Please wait until I give instructions for what to do next.
Hello @dthatte, I've solved the missing pmap file issue and can run the first notebook in full. I'll make the commit that standardizes environment variable assignment for both notebooks, so don't worry about that for now.
I can run the second notebook until the "Run ImPlaneA" cell, which errors out with the traceback printed below. Have you seen this before?
---------------------------------------------------------------------------
TypeError Traceback (most recent call last)
/var/folders/ls/7lh0_8jn0ndbm6g7plbzw8n400028t/T/ipykernel_26987/2904964868.py in <module>
25 usebp = False
26
---> 27 main(fitsimdir=datasuperdir,
28 oitdir=odir+'Saveoit/',
29 oifdir=odir+'Saveoif/',
/var/folders/ls/7lh0_8jn0ndbm6g7plbzw8n400028t/T/ipykernel_26987/1277923522.py in main(fitsimdir, oitdir, oifdir, ifn, oversample, mnem, firstfew, verbose, usebp)

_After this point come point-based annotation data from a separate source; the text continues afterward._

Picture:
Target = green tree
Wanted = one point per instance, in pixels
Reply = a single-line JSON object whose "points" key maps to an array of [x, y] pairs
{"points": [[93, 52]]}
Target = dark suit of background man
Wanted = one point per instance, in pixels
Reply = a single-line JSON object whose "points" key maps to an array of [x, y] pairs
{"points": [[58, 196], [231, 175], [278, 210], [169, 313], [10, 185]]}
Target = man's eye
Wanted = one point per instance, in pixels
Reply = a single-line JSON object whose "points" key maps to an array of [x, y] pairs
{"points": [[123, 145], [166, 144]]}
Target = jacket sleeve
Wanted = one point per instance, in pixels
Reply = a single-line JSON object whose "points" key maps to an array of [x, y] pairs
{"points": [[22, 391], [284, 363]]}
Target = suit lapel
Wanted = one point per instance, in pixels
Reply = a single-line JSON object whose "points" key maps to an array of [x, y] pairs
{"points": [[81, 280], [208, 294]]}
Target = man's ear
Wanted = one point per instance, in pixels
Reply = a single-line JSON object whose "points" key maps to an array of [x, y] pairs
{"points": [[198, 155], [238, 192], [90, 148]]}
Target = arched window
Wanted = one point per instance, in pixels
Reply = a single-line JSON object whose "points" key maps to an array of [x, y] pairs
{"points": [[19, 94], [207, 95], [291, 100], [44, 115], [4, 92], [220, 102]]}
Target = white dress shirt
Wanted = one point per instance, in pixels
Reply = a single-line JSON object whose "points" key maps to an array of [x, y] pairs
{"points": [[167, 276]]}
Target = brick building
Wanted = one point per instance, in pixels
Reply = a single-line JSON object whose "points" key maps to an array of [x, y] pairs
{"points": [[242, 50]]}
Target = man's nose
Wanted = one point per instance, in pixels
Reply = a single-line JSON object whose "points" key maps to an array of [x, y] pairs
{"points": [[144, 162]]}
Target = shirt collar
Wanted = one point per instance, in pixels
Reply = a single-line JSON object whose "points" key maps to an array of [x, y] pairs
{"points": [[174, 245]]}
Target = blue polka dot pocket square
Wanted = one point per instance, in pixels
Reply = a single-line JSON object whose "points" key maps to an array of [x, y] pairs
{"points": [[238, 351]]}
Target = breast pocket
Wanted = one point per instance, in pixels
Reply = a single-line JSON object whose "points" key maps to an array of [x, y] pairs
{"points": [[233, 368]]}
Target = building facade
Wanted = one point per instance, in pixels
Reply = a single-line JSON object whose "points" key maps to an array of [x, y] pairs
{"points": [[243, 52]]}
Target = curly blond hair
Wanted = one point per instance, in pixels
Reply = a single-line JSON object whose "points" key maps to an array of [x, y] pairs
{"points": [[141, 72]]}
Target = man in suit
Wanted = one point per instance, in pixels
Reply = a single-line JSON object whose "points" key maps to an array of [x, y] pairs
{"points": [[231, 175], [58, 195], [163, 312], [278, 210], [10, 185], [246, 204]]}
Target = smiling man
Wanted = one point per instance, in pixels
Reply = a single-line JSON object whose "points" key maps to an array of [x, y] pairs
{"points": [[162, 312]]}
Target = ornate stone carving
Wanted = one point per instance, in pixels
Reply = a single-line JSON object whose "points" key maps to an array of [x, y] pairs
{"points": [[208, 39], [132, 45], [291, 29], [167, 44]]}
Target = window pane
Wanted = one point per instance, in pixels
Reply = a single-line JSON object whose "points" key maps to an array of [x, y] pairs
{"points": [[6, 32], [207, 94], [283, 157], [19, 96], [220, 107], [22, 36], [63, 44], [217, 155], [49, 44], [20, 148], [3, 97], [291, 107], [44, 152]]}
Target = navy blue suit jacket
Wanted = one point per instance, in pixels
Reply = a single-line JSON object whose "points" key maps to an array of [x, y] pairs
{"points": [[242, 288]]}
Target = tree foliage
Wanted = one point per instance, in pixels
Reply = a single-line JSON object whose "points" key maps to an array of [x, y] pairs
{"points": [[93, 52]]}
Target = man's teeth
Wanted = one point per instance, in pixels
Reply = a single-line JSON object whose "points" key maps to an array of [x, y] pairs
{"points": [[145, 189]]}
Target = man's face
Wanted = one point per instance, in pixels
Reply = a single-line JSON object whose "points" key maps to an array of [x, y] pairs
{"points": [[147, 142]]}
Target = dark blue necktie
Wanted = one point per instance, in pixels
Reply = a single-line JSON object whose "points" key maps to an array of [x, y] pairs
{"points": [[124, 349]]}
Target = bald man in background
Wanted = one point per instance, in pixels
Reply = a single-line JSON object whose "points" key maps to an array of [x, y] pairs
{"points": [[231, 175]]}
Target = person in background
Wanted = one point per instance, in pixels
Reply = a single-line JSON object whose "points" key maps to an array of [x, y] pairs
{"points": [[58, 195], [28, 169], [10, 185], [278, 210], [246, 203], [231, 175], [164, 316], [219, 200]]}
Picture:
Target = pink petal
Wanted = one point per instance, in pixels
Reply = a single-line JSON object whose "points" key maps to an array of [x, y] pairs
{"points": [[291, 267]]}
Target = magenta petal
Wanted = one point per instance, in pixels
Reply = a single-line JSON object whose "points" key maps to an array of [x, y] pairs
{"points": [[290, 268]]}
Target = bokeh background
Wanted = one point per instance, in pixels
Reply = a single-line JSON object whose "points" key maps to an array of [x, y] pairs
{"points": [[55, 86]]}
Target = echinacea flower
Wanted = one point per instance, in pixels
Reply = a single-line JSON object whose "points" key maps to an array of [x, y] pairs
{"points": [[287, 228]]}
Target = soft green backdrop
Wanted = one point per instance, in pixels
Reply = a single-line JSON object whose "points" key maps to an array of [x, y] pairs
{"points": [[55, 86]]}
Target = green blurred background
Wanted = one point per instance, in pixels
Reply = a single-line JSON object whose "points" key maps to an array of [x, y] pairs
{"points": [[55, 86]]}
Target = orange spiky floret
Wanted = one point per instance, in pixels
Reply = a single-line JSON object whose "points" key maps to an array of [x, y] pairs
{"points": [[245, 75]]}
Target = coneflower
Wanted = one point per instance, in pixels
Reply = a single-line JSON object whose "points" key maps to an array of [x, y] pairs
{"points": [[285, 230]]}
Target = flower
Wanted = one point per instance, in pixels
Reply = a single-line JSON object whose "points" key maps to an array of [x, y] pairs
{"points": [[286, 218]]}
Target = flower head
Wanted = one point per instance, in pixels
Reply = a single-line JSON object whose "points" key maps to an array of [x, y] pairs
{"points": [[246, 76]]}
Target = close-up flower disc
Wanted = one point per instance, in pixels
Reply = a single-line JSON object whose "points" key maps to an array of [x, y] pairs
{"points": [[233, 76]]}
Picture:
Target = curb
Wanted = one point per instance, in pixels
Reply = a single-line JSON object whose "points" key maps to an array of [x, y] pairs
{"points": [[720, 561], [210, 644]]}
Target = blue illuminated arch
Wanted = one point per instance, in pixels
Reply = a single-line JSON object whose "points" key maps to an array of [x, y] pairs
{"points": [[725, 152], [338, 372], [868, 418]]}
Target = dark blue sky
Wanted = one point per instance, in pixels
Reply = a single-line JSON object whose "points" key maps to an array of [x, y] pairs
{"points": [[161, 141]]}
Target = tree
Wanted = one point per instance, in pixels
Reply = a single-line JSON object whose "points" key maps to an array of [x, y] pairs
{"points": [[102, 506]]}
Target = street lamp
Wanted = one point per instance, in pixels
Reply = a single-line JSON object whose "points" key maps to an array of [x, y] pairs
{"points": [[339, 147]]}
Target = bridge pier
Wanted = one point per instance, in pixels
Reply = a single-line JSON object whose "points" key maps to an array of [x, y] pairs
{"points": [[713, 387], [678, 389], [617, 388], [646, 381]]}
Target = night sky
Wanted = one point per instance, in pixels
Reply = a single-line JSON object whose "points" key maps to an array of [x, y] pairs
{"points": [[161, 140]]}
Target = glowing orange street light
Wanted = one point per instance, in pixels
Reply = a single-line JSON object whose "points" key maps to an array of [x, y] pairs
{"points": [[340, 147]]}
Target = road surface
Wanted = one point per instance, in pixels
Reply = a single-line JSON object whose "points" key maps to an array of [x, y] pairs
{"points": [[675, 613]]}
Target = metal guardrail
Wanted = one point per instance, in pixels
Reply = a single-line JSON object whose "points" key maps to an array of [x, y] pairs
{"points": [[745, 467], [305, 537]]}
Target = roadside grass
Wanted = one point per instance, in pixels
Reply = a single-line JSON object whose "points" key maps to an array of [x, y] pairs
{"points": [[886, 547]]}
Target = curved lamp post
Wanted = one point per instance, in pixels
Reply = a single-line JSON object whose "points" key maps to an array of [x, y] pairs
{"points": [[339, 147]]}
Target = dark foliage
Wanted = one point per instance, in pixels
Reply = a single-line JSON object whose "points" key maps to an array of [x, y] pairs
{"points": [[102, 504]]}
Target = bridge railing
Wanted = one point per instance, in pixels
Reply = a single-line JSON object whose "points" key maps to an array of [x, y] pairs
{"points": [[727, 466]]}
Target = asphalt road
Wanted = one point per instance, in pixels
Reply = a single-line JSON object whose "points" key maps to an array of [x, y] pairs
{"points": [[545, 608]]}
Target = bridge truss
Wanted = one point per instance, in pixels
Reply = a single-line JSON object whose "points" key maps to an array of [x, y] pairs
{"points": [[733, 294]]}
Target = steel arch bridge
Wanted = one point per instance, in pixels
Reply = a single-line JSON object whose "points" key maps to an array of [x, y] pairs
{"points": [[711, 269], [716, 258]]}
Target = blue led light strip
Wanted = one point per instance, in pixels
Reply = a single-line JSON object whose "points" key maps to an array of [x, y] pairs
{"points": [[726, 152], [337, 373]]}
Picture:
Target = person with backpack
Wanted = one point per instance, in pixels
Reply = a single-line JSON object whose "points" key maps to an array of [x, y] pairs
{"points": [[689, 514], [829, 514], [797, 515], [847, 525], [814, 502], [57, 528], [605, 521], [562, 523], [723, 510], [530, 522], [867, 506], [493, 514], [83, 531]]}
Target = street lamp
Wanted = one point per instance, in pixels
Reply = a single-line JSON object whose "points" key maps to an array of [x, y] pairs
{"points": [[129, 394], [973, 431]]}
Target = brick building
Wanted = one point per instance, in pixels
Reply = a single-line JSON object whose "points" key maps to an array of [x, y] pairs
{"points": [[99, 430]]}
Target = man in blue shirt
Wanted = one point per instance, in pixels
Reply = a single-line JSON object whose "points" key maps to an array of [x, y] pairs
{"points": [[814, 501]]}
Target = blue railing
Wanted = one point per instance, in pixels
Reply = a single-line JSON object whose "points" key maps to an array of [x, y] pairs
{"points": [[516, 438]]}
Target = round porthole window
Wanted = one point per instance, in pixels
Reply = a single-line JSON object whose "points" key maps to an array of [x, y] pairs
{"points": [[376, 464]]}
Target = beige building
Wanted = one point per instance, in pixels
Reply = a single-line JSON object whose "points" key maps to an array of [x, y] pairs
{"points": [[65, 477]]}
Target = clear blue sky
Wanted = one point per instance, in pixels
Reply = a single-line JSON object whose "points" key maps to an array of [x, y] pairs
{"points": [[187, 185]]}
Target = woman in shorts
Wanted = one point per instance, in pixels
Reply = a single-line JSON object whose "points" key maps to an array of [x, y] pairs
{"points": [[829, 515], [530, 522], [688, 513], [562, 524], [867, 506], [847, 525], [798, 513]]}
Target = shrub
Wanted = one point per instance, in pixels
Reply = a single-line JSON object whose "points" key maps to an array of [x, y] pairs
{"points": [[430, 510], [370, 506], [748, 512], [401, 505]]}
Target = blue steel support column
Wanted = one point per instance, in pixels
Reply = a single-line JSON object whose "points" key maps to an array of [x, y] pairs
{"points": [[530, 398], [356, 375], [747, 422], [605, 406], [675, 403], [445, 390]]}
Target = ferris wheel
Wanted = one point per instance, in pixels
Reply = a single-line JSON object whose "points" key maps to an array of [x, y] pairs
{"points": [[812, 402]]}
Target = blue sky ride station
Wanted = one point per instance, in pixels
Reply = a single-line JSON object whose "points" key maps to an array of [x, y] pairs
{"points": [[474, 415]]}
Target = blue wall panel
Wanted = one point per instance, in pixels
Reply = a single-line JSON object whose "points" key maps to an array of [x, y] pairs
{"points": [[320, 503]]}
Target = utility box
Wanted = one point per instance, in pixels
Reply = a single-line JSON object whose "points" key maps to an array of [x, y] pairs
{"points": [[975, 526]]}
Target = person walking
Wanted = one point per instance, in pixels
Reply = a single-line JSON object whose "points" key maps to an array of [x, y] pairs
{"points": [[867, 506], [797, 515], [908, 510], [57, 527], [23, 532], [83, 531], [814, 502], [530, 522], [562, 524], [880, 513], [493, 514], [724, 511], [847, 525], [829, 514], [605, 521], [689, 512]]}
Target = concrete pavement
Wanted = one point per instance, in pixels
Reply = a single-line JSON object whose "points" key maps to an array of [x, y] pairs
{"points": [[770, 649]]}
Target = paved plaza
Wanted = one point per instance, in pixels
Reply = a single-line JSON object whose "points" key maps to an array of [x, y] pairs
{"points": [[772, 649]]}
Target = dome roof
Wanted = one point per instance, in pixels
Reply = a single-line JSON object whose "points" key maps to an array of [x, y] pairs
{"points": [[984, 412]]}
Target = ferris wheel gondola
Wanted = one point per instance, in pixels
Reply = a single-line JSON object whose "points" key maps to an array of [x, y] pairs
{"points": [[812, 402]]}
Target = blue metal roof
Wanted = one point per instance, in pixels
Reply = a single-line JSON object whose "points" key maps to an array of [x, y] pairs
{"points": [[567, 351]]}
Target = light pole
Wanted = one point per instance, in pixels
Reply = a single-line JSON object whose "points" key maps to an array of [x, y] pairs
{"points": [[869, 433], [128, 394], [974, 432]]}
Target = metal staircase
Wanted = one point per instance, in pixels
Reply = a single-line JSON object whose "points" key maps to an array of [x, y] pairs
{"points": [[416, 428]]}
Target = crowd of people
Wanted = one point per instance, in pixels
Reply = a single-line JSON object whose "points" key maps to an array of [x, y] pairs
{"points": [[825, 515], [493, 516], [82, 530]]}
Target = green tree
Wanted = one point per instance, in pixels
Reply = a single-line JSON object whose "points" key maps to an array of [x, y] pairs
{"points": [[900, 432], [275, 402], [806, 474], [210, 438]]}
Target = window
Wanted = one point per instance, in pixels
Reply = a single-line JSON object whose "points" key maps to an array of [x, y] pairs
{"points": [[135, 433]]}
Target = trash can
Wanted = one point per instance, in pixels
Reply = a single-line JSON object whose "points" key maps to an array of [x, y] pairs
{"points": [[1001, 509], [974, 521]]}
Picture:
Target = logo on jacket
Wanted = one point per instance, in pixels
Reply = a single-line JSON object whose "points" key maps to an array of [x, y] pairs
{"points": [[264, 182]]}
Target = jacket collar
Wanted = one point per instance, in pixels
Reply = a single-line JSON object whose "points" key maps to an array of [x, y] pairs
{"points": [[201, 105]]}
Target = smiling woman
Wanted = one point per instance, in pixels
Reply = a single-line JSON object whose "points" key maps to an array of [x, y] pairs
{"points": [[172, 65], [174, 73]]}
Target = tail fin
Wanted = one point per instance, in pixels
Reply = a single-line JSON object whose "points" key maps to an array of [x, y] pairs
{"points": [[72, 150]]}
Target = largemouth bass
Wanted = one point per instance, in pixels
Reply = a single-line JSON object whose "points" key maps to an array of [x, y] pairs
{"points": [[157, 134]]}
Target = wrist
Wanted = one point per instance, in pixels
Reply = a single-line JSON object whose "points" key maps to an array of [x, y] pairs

89 print("main: fitsimdir", fitsimdir)
90
---> 91 aff, psf_offset_r, psf_offset_ff, fringepistons = raw_observables(fitsfn=ifn,
92 fitsimdir=fitsimdir,
93 oitdir=oitdir,
/var/folders/ls/7lh0_8jn0ndbm6g7plbzw8n400028t/T/ipykernel_26987/1277923522.py in raw_observables(fitsfn, fitsimdir, oitdir, oifdir, affine2d, psf_offset_find_rotation, psf_offset_ff, rotsearch_d, set_pistons, oversample, mnem, firstfew, usebp, verbose)
54 print(fobj[0].header['FILTER'])
55
---> 56 niriss = InstrumentData.NIRISS(fobj[0].header['FILTER'],
57 usebp=usebp,
58 firstfew=firstfew, # read_data truncation to only read first few slices...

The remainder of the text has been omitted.